Heap overflow in the necp_client_action syscall

Heap overflow in the necp_client_action syscall

One of the things that is important to us at GRIMM is making sure there is time to experiment, and explore new ways of approaching problems. We want to answer the big questions like “How can we find vulnerabilities that other tools and manual analysis has overlooked?” This is what we are passionate about. So when one of our engineers has an idea for a new fuzzer, we try to make time for them to put their idea to the test. This bug was found when Jeffball wrote a syscall fuzzer for MacOS and spotted this bug while looking into another crash. It is safe to say that the new fuzzer was a smashing success!

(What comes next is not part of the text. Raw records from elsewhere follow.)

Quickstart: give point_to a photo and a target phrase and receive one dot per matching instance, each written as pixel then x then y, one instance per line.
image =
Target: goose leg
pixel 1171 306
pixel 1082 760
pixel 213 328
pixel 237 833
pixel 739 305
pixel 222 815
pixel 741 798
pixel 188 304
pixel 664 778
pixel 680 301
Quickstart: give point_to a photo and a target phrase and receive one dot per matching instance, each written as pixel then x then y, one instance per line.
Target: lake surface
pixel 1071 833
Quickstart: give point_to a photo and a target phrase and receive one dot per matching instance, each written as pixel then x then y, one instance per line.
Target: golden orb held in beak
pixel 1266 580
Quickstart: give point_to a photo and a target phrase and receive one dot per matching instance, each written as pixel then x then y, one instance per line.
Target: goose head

The following is a write-up of a heap overflow vulnerability found while Fuzzing the macOS necp_client_action syscall. The necp_client_action syscall is part of the Network Extension Control Policy (NECP) kernel subsystem. This bug was first found in the XNU kernel version 4570.1.46 and was patched in the 10.13.4 kernel update (version 4570.51.1). Exercising the bug results in a heap overflow which can be turned into an information leak and eventually arbitrary code execution in the kernel.

The write-up and the code can be found on our NotQuite0DayFriday repository here:
https://github.com/grimm-co/NotQuite0DayFriday/tree/master/2018.04.06-macos

Affected Versions: XNU kernel versions 4570.1.46 and later until 4570.51.1

Discovery Environment: macOS High Sierra inside VMware Fusion running a custom version of XNU 4570.1.46

Exercising

$ clang poc.c -o poc
$ ./poc
$ clang leak.c -o leak
$ ./leak
$ clang uaf.c -o uaf
$ ./uaf

Triage

While investigating the NECP subsystem during the development of a syscall fuzzer for the necp_client_action syscall, we traced one code path that lead to a memcpy with an unchecked user-provided length.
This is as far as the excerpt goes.